Some very exciting pockets of value are starting to appear in the market. While the outlook for the economy seems incredibly uncertain right now, Warren Buffett (Trades, Portfolio) has always invested with the mentality that the macro environment does not really matter, and that is something we should keep in mind when analyzing potential investment opportunities.
One company that has recently appeared on my radar is broadcast and media company Sinclair Broadcast Group Inc. (SBGI, Financial).
A dirt cheap stock with lots of assets
I will start with why I like this company before I move on to analyze its fundamentals in depth.
The stock immediately looks cheap. Based on the fact the company has generated free cash flow per share of $7.12 on a trailing 12-month basis, it is currently selling at a price-to-free cash flow ratio of just 3.1.
That seems incredibly cheap. What’s more, it is trading at an enterprise value to earnings before interest, tax, depreciation and amortization (EV/Ebitda) ratio of 0.9.

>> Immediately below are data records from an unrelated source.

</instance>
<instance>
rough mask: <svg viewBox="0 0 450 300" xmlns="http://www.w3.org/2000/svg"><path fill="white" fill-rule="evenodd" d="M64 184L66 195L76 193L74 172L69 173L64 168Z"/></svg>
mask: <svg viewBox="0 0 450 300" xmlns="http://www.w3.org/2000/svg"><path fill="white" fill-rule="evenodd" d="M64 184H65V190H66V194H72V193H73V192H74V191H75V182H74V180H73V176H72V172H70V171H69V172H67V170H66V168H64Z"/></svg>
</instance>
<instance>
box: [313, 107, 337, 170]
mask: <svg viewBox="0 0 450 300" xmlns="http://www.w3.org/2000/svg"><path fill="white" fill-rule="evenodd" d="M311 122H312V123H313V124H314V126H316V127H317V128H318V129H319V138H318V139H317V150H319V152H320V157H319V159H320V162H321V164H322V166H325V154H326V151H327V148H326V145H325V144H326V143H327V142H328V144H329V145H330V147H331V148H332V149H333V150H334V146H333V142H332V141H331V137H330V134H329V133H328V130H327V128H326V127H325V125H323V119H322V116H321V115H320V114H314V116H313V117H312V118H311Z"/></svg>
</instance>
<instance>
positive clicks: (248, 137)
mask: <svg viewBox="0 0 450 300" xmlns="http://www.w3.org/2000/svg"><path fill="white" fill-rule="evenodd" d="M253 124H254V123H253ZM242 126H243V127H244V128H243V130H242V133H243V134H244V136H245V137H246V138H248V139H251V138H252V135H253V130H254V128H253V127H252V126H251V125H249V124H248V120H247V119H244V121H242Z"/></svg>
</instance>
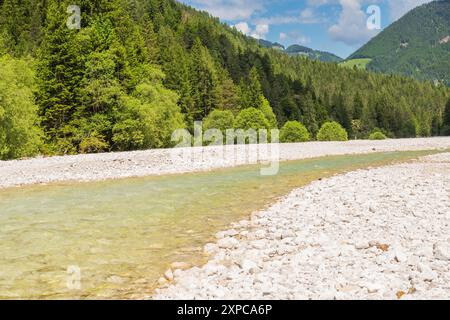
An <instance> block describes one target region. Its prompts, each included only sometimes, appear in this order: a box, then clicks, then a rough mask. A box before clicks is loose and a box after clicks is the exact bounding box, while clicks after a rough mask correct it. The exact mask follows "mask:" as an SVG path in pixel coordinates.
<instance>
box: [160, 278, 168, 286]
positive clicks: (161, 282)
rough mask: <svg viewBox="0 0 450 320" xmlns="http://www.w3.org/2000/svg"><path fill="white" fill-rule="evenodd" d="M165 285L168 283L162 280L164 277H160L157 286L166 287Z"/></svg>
mask: <svg viewBox="0 0 450 320" xmlns="http://www.w3.org/2000/svg"><path fill="white" fill-rule="evenodd" d="M167 283H168V281H167V279H166V278H164V277H161V278H159V279H158V284H159V285H160V286H164V285H166V284H167Z"/></svg>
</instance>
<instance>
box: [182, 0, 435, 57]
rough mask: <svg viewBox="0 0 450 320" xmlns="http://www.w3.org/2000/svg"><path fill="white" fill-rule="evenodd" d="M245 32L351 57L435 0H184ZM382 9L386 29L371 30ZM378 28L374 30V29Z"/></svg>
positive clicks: (382, 22) (272, 38) (256, 35)
mask: <svg viewBox="0 0 450 320" xmlns="http://www.w3.org/2000/svg"><path fill="white" fill-rule="evenodd" d="M181 2H184V3H186V4H188V5H191V6H192V7H194V8H197V9H201V10H205V11H208V12H210V13H211V14H212V15H214V16H216V17H219V18H220V19H221V20H222V21H224V22H227V23H228V24H230V25H232V26H235V27H236V28H237V29H238V30H240V31H241V32H243V33H245V34H247V35H250V36H253V37H255V38H262V39H266V40H270V41H272V42H279V43H281V44H283V45H285V46H288V45H291V44H301V45H304V46H307V47H310V48H313V49H317V50H323V51H330V52H332V53H335V54H337V55H339V56H341V57H343V58H346V57H347V56H349V55H350V54H351V53H353V52H354V51H355V50H356V49H358V48H359V47H360V46H361V45H363V44H364V43H366V42H367V41H368V40H369V39H370V38H372V37H373V36H375V35H376V34H377V33H378V32H380V31H381V30H382V29H383V28H385V27H386V26H388V25H389V24H390V23H392V22H393V21H395V20H397V19H398V18H400V17H401V16H402V15H403V14H405V13H406V12H407V11H409V10H411V9H412V8H414V7H416V6H418V5H421V4H423V3H427V2H431V1H430V0H181ZM374 5H375V6H378V8H379V9H380V18H381V19H380V23H381V30H380V29H377V28H376V27H375V28H368V27H367V21H368V20H369V21H371V22H373V23H374V22H376V21H375V20H373V19H370V17H371V16H372V13H373V11H371V12H370V13H367V10H368V9H369V7H371V6H374ZM373 23H372V25H373Z"/></svg>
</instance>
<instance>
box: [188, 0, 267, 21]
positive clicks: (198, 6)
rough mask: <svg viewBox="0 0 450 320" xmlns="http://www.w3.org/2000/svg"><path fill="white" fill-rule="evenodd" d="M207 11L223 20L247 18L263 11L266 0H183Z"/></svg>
mask: <svg viewBox="0 0 450 320" xmlns="http://www.w3.org/2000/svg"><path fill="white" fill-rule="evenodd" d="M184 2H186V3H188V4H190V5H192V6H194V7H196V8H198V9H201V10H204V11H208V12H209V13H210V14H212V15H213V16H215V17H219V18H221V19H223V20H247V19H249V18H250V17H251V16H252V15H253V14H255V13H256V12H261V11H264V8H265V4H266V0H191V1H184Z"/></svg>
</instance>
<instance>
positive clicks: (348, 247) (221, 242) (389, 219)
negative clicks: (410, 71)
mask: <svg viewBox="0 0 450 320" xmlns="http://www.w3.org/2000/svg"><path fill="white" fill-rule="evenodd" d="M217 238H218V239H217V243H211V244H208V245H206V246H205V253H206V254H209V255H210V260H209V262H208V263H207V264H206V265H204V266H203V267H201V268H198V267H194V268H191V269H188V270H184V271H181V270H173V271H172V270H170V272H167V273H166V278H169V279H170V280H172V281H171V282H170V283H167V284H165V285H163V286H162V288H160V289H158V290H157V292H156V294H155V296H154V298H155V299H449V298H450V286H449V283H450V153H445V154H439V155H433V156H427V157H424V158H421V159H420V160H418V161H415V162H411V163H405V164H398V165H393V166H388V167H383V168H377V169H370V170H359V171H355V172H351V173H347V174H344V175H340V176H336V177H332V178H329V179H325V180H322V181H317V182H314V183H312V184H310V185H309V186H307V187H305V188H301V189H297V190H295V191H293V192H292V193H291V194H289V195H288V196H286V197H285V198H284V199H282V200H280V201H279V202H278V203H276V204H275V205H273V206H272V207H270V208H269V209H267V210H265V211H262V212H259V213H255V214H254V215H253V216H252V218H251V220H249V221H241V222H239V223H236V224H234V225H233V226H232V229H231V230H228V231H225V232H220V233H219V234H217ZM160 282H161V284H164V283H165V282H166V280H165V279H164V278H162V279H161V280H160Z"/></svg>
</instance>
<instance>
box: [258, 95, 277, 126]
mask: <svg viewBox="0 0 450 320" xmlns="http://www.w3.org/2000/svg"><path fill="white" fill-rule="evenodd" d="M262 101H263V103H262V106H261V111H262V113H263V114H264V117H266V119H267V122H268V123H269V126H270V129H276V128H278V122H277V118H276V116H275V113H273V109H272V107H271V106H270V104H269V101H267V99H266V98H264V99H263V100H262Z"/></svg>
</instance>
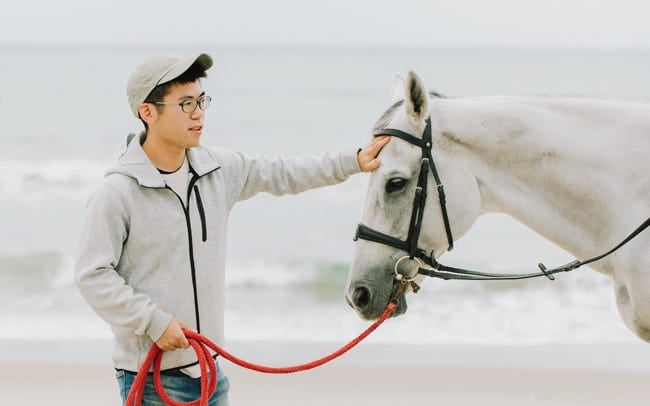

Once again, that seems incredibly cheap compared to the rest of the market and the publishing and media sector. The reason why I am concentrating on these cash flow figures rather than profitability is that, like any media and infrastructure business, the company's profit figures are distorted by depreciation and capital spending numbers.
For example, for the financial year ending December 2020, Sinclair reported a net income of -$2.5 billion but reported cash from operating activities of $1.6 billion after backing out non-cash items. In 2021, a negative net income of $300 million became a positive operating cash flow of $300 million after removing non-cash adjustments.
The company looks cheap at first glance, looking at cash flow, but it becomes even cheaper when we take a look at the value of its investment portfolio.
Sinclair is an interesting business because in addition to having a broadcasting division, it has also made significant investments in real estate, venture capital and private equity. According to its latest investor presentation, these assets are worth approximately $18 per share and have generated an internal rate of return of approximately 24% since 2014.
These assets exclude the rest of the media business. Considering the current stock price of $22.50, that implies the market is valuing the media business at approximately $300 million. To put that number into perspective, the broadcast business generated $200 million of adjusted Ebitda in the first quarter of 2021.
Based on these numbers, it is no surprise that in the company’s own investor presentation for the first quarter of 2022, it notes:
“STOCK PRICE REMAINS HIGHLY UNDERVALUED - Sum-of-the-parts value estimated at approximately triple current stock price.”
And management is taking action to try and unlock shareholder value.
At the end of the fourth quarter, the company's consolidated cash was $521 million (that is against the market capitalization of around $1.5 billion at the time of writing). Sinclair repurchased 2.5 million shares of common stock in the first quarter and has continued to reduce the number of shares outstanding, acquiring an additional 1.1 million shares as of the last account.
In these purchases alone, the company has retired around 5% of its outstanding shares so far this year. On top of these cash returns, the company hiked its dividend to 25 cents per calendar quarter in the first quarter, giving a dividend yield of 4.4% on the current share price.
Put simply, not only is Sinclair cheap, but management is also trying to do something about it. That is why I think it could be worth considering this undervalued media player. If the company continues to return cash, it is only a matter of time before the market catches up.